29 Given that there was something of a history between the applicant and Mr Andrew Baker in relation to the booking of this particular holiday, it was entirely inappropriate for Mr Andrew Baker to have appointed himself or been appointed the dismissing officer. There is no reason why Mr Hare could not have taken his place. Mr Hare was higher than the applicant in the company management hierarchy. There were several other managers who could have carried out the initial investigations. Instead, we are left with a somewhat bizarre situation of Mr Hare carrying out an investigation, chairing the disciplinary hearing but leaving the final decision on whether or not to dismiss to Mr Baker!
30 Moreover, we find that the reasons given by the respondent for the dismissal to be disingenuous. In the letter of dismissal, all that the applicant is told as to the reason for dismissal is that it "relates to your actions in connection with the holiday you took between 29 July and 2 August inclusive". In the witness statement however Mr Andrew Baker sets out other reasons some or all of which contribute to the decision to dismiss. At paragraph 20 of his witness statement he says that the applicant had shown "a total disregard for the respondents policy and ignored his instructions." The applicant had also "publicised the dispute both within the respondent and to contacts within the industry to the extent that his continued employment would question both his and [my own] credibility". In other words, it was not just about taking an unauthorised holiday (the reason given in the dismissal letter) but because it would undermine Mr Andrew Baker's authority and credibility within the Company. None of these reasons are set out in the letter of dismissal. At the end of the day we are left in some uncertainty as to the real reasons behind the dismissal.

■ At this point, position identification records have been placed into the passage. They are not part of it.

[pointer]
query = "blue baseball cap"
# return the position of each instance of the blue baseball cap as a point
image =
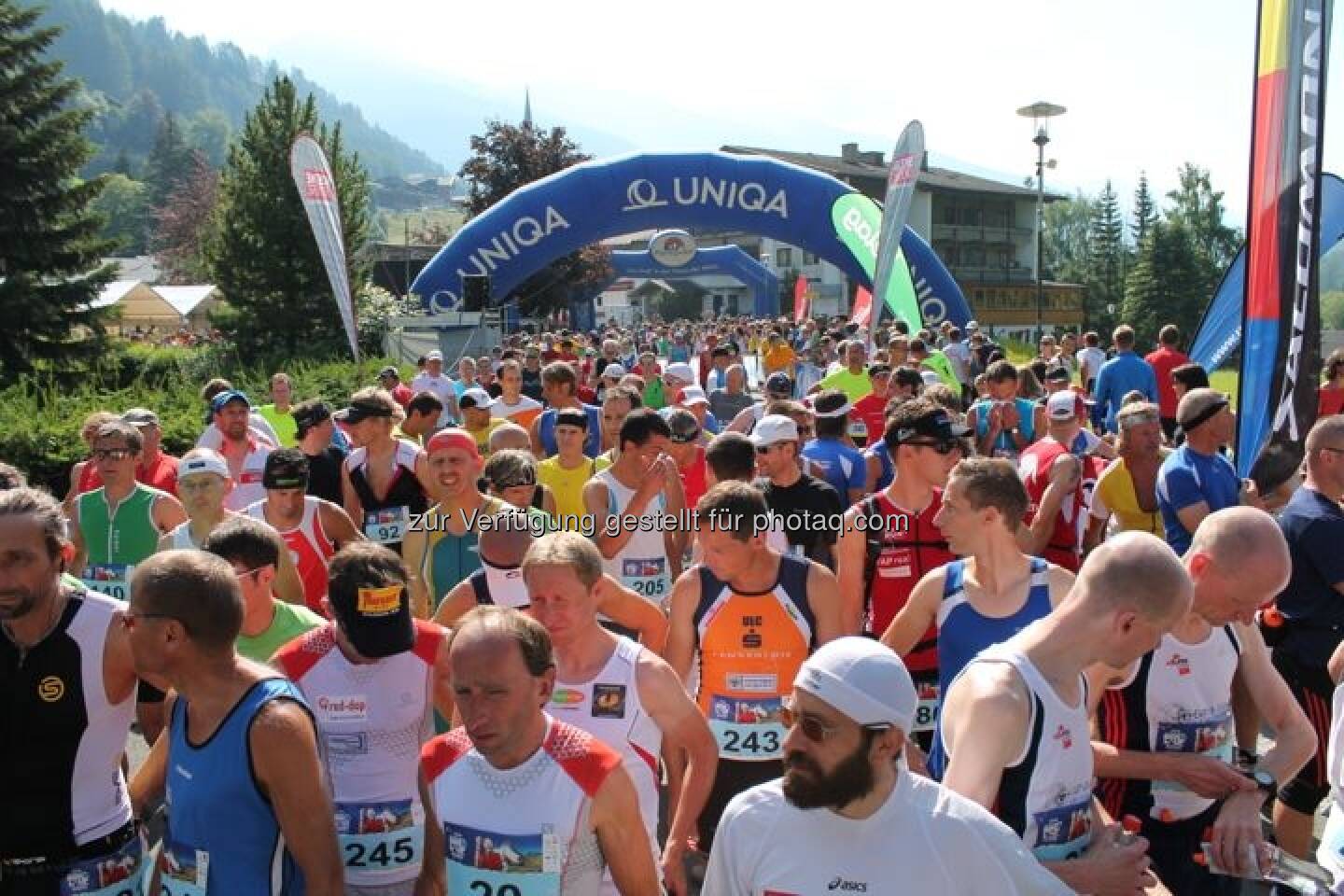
(225, 398)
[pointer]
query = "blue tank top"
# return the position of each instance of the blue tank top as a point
(592, 441)
(222, 837)
(883, 455)
(964, 632)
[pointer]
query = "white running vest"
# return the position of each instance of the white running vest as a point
(371, 721)
(523, 831)
(608, 707)
(1046, 795)
(643, 563)
(1188, 708)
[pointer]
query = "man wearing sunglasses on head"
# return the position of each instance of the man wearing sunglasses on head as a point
(989, 594)
(70, 696)
(119, 525)
(846, 817)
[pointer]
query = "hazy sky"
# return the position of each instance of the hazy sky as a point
(1148, 83)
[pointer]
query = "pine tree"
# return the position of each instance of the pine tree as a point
(1164, 287)
(1106, 287)
(49, 235)
(180, 226)
(507, 158)
(171, 161)
(263, 256)
(1145, 211)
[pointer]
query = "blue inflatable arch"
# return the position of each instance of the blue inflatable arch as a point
(656, 191)
(715, 259)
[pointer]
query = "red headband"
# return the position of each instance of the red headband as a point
(454, 437)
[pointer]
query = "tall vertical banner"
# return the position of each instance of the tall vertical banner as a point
(897, 293)
(317, 189)
(800, 299)
(1281, 317)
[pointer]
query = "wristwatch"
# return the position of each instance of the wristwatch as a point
(1264, 780)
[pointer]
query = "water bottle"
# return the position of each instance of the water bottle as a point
(1277, 867)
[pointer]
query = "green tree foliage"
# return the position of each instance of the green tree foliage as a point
(1144, 214)
(507, 158)
(49, 234)
(171, 161)
(125, 204)
(263, 256)
(137, 70)
(1197, 205)
(1106, 265)
(182, 225)
(1166, 284)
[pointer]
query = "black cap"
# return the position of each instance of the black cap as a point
(778, 383)
(376, 620)
(309, 414)
(362, 410)
(286, 469)
(934, 425)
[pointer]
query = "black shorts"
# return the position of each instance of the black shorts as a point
(1172, 847)
(732, 778)
(1313, 691)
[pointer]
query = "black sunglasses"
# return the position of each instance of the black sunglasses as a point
(941, 446)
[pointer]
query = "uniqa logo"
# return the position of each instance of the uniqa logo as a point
(643, 193)
(866, 232)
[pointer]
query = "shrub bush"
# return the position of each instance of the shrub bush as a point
(40, 415)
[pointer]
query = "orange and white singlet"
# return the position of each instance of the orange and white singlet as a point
(308, 546)
(371, 719)
(750, 648)
(523, 831)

31 When it comes to the appeal, more reasons are added. Mr Brown disobeyed the reasonable instructions of his manager, he had ample time to address the issues but he didn't, he went off on holiday without informing anyone else, he had been given a clear warning of the situation and the way his absence would be treated, Mr Brown did not inform anyone of his intentions, he did not take steps to mitigate the absence by leaving a number where he could be contacted and that he failed to leave his company mobile telephone on.
32 One of the factors taken into consideration both at the dismissal stage and at the appeal (neither of which appear in the dismissal letter or in the notes of the disciplinary hearing) was the issue of the applicant giving "publicity" to this incident. The allegation is neither properly investigated nor put to the applicant at the disciplinary hearing. Even if there had been such publicity, it made it all the more unsuitable for Mr Andrew Baker to decide upon dismissal.

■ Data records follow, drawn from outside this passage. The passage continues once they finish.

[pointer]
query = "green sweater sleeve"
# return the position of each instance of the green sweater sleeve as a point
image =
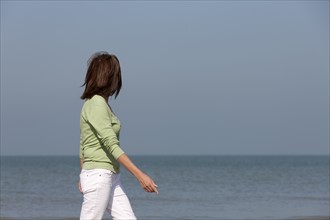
(99, 119)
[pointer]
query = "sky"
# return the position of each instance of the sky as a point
(199, 77)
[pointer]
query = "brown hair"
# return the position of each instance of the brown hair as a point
(103, 76)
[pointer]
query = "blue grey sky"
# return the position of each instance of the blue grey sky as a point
(199, 77)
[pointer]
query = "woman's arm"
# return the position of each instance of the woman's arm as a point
(146, 182)
(79, 185)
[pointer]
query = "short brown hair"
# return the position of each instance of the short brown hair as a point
(103, 76)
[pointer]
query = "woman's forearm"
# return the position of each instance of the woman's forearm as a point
(81, 162)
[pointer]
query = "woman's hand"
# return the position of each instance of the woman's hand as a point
(79, 186)
(147, 183)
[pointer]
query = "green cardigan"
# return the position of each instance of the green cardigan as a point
(99, 135)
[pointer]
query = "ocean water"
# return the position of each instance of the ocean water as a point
(191, 187)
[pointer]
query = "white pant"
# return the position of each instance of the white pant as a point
(102, 191)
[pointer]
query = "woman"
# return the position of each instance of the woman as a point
(100, 152)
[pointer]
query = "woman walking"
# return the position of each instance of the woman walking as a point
(100, 152)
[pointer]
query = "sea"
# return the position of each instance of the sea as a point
(190, 187)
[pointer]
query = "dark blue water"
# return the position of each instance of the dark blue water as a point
(191, 187)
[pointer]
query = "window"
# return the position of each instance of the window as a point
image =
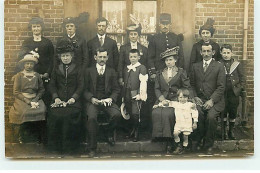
(118, 14)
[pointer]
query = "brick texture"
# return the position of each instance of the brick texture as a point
(229, 24)
(228, 15)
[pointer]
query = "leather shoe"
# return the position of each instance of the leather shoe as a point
(111, 141)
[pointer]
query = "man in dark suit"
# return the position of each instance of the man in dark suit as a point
(208, 82)
(101, 93)
(70, 25)
(133, 32)
(102, 40)
(161, 42)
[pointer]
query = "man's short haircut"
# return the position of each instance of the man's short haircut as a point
(101, 49)
(101, 19)
(184, 91)
(206, 44)
(226, 46)
(134, 51)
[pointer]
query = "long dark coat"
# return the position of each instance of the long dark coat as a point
(163, 118)
(110, 45)
(64, 122)
(81, 50)
(209, 85)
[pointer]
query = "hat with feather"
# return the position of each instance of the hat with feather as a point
(208, 26)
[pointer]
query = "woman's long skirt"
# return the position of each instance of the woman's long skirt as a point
(163, 122)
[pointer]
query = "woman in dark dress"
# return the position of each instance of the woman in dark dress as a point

33 We take the view that this was not an unauthorised holiday under the strict terms of the applicant's contract. Even if we are wrong on that, it was an unauthorised holiday, the penalty for which according to the handbook is a loss of pay under the respondent's own rules. In any event, we do not consider that any reasonable employer would have dismissed in these circumstances. The decision to dismiss fell squarely outside the band of reasonable responses.
34 In all of the circumstances, we find the dismissal unfair. The issue of remedy is adjourned."